Individualized Prediction of SARS-CoV-2 Infection in Mexico City Municipality during the First Six Waves of the Pandemic

Healthcare 2024, 12(7), 764; https://doi.org/10.3390/healthcare12070764
by Mariel Victorino-Aguilar 1, Abel Lerma 2,*, Humberto Badillo-Alonso 3, Víctor Manuel Ramos-Lojero 4, Luis Israel Ledesma-Amaya 2, Silvia Ruiz-Velasco Acosta 5 and Claudia Lerma 6,7,*
Reviewer 1:
Reviewer 2: Anonymous
Reviewer 3:
Healthcare 2024, 12(7), 764; https://doi.org/10.3390/healthcare12070764
Submission received: 13 February 2024 / Revised: 27 March 2024 / Accepted: 30 March 2024 / Published: 31 March 2024
(This article belongs to the Special Issue End of the COVID-19 Era: Models, Predictions and Projections)

Round 1

Reviewer 1 Report

Comments and Suggestions for Authors

To: Healthcare MDPI

Dear EIC,

Dear AE,

 

This is my review results for the manuscript ID: healthcare-2894212

This study assayed the prediction power of COVID-19-associated diagnostic systems through multivariate binary logistic regression models. The methodology was checked and approved. The manuscript flow and overall writing style were good. Tables and figures sufficiently covered the findings of the study. This study can add some novel things to the field. However, I find some minor comments described below.

 

Comments

·      The introduction section should be truncated to less than one page.

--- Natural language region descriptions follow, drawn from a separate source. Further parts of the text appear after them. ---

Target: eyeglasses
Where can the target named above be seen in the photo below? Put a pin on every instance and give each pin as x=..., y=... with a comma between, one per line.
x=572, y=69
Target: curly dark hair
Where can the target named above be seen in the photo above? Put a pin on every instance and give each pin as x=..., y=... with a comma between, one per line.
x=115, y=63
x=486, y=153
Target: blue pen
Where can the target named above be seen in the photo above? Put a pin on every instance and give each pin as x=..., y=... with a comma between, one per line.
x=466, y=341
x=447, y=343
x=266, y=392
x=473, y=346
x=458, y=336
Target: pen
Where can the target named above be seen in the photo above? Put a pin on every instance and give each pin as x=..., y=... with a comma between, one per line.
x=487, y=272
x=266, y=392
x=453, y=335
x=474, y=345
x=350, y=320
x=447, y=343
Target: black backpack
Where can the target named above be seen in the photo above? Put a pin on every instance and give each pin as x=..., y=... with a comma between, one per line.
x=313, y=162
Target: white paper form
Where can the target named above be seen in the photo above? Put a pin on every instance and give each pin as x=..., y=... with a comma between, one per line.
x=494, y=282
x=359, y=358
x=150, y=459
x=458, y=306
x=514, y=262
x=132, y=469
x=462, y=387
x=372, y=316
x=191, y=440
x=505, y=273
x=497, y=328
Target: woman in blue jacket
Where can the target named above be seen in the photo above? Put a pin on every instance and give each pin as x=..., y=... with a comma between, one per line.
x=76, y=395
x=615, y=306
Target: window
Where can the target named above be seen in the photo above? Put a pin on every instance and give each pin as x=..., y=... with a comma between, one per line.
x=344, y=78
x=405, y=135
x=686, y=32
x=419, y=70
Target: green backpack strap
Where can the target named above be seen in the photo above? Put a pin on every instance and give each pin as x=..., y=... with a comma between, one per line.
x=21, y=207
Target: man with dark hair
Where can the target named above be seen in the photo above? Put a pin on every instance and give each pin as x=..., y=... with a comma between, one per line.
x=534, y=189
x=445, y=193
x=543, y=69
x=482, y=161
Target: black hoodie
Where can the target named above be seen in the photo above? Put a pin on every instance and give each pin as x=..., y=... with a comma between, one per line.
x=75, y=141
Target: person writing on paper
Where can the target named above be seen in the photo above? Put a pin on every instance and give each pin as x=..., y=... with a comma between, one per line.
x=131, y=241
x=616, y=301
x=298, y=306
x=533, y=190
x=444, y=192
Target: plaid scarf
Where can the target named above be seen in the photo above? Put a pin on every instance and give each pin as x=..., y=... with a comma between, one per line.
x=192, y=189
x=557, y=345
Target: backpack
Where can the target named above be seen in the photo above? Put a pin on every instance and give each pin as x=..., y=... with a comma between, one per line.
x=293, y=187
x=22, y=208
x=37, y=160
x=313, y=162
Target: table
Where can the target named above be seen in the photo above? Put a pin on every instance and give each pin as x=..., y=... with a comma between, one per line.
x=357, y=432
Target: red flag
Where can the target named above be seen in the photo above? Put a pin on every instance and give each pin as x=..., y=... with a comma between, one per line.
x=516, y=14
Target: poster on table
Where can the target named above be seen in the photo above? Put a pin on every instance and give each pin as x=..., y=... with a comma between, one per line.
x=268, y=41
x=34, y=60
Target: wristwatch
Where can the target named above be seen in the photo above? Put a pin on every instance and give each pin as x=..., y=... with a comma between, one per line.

·      Please remove “non-experimental" from section 2.1.

·      Please remove “analytical 102 (statistical models through binary logistic regression)” from section 2.1 (this should be described in section 2.3.).

·      Please describe the full name of “SISVER/SINAVE” in the first use in the manuscript body (section 2.2); however, described in the abstract section.

·      The conclusion section can be improved by suggesting more prediction tools for COVID-19. Also, recommendations should not be neglected.

Author Response

Comment 1: This is my review results for the manuscript ID: healthcare-2894212

This study assayed the prediction power of COVID-19-associated diagnostic systems through multivariate binary logistic regression models. The methodology was checked and approved. The manuscript flow and overall writing style were good. Tables and figures sufficiently covered the findings of the study. This study can add some novel things to the field. However, I find some minor comments described below.

Comments ·The introduction section should be truncated to less than one page.

Response: We appreciate the Reviewer's remarks, which helped improve our manuscript's presentation and clarity. The Introduction section was shortened to a more concise version, as suggested (pages 1 and 2).

 

Comment 2: ·      Please remove “non-experimental" from section 2.1.

Response: The word “non-experimental was removed (line 105).

 

Comment 3: ·      Please remove “analytical 102 (statistical models through binary logistic regression)” from section 2.1 (this should be described in section 2.3.).

Response: The change was applied as suggested (lines 105 to 106).

 

Comment 4: ·      Please describe the full name of “SISVER/SINAVE” in the first use in the manuscript body (section 2.2); however, described in the abstract section.

Response: The SISVER/SINAVE full name is now described on lines 117 to 118.

 

Comment 5: ·      The conclusion section can be improved by suggesting more prediction tools for COVID-19. Also, recommendations should not be neglected.

Response: We suggested structural equation modeling as other prediction tools (line 417). We also added recommendations (lines 418 to 427): “Moreover, our findings show high heterogeneity in the variables that comprised each model of the six waves, highlighting the dynamic change in the primary factors driving the epidemic. Therefore, we recommend that further research on prediction models of SARS-CoV2 infection should consider from the start all the symptoms reported in the SINAVE database and other factors such as age, sex, and comorbidities. Our results encourage the future inclusion in the SINAVE database of information regarding the vaccination history and the severity of the symptoms. This may be relevant for models to predict the acute infection with SARS-Cov2 (as in the present work) and for predicting long-term outcomes (such as long-term COVID syndrome) based on the early response during the acute infection.”

Author Response File: Author Response.pdf

Reviewer 2 Report

Comments and Suggestions for Authors

Thanks for the submission. I have some comments for you:

1. The idea you worked on is pretty okay. However, I see no practical applicability with such few performances.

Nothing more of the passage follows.